3480

Memory Efficient Model Based Reconstruction for Volumetric Non-Cartesian Acquisitions using Gradient Checkpointing and Blockwise Learning

Zachary Miller¹ and Kevin Johnson¹
¹University of Wisconsin-Madison, Madison, WI, United States

Synopsis

The goal of this work is to reconstruct high resolution, volumetric non-cartesian acquisitions using model based deep learning. This is a challenging problem because unlike cartesian acquisitions and hybrid trajectories like stack of spirals that can be decoupled into 2D sub problems, fully non-cartesian trajectories require the complete 3D volume for data-consistency pushing GPU memory capacity to its limits even using cluster computing. Here, we investigate blockwise learning, a method that has the memory saving benefits of patch-based methods while maintaining data-consistency in k-space. We demonstrate the feasibility of this method by reconstructing high resolution pulmonary non-contrast and MRA acquisitions.

Introduction

Fully non-Cartesian (NC) acquisitions offer many benefits over Cartesian methods as they sample k-space in all dimensions and offer intrinsic motion robustness. For these reasons, NC sampling is being developed for free-breathing body acquisitions. However, the clinical adoption of these techniques is limited by lengthy reconstruction times, especially when using iterative constrained reconstructions (1).

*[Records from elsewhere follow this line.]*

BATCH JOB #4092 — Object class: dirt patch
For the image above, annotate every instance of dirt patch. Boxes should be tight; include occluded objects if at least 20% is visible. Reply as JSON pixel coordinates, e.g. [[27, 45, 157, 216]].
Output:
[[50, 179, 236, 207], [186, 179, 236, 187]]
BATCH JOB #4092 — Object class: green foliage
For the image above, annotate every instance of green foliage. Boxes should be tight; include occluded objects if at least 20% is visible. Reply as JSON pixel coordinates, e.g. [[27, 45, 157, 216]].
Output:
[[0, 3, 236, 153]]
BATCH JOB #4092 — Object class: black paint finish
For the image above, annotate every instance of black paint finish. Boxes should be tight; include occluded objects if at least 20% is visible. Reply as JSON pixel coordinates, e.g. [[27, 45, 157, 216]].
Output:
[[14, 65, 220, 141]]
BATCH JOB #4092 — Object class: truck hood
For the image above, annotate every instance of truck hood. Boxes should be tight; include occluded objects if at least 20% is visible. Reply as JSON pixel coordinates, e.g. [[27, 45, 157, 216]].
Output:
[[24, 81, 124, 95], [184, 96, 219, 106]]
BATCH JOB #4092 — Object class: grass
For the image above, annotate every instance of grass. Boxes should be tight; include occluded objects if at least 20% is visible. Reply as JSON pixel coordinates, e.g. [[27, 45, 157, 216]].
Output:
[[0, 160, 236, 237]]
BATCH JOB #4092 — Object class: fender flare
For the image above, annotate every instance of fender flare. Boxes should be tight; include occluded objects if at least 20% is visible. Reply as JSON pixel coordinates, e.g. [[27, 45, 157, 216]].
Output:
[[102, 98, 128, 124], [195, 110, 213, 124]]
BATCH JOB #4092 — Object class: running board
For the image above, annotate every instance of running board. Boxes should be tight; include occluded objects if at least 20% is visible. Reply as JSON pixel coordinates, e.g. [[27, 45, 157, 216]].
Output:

Model based Deep Learning (MBDL) offers a technique for fast NC reconstructions that can outperform iterative methods. MBDL has been primarily applied to 2D Cartesian sampling and has consistently been faster and outperformed compressed sensing (CS) reconstructions (2). These methods, however, have seen limited application to the volumetric NC setting due to GPU memory limitations. Unlike volumetric cartesian acquisitions and hybrid trajectories like stack of spirals that can be decoupled into 2D sub-problems, fully NC trajectories require the complete 3D volume for data-consistency. With MBDL that alternates between regularizer and data-consistency steps, this means that the entire 3D volume must be passed through the DL regularizer prior to data-consistency during training. For high resolution volumetric acquisitions, MBDL reconstructions that use standard neural network architectures like U-nets or Res-nets require hundreds of gigabytes of GPU RAM. This makes fully non-cartesian model based reconstruction difficult on even state of the art GPU clusters.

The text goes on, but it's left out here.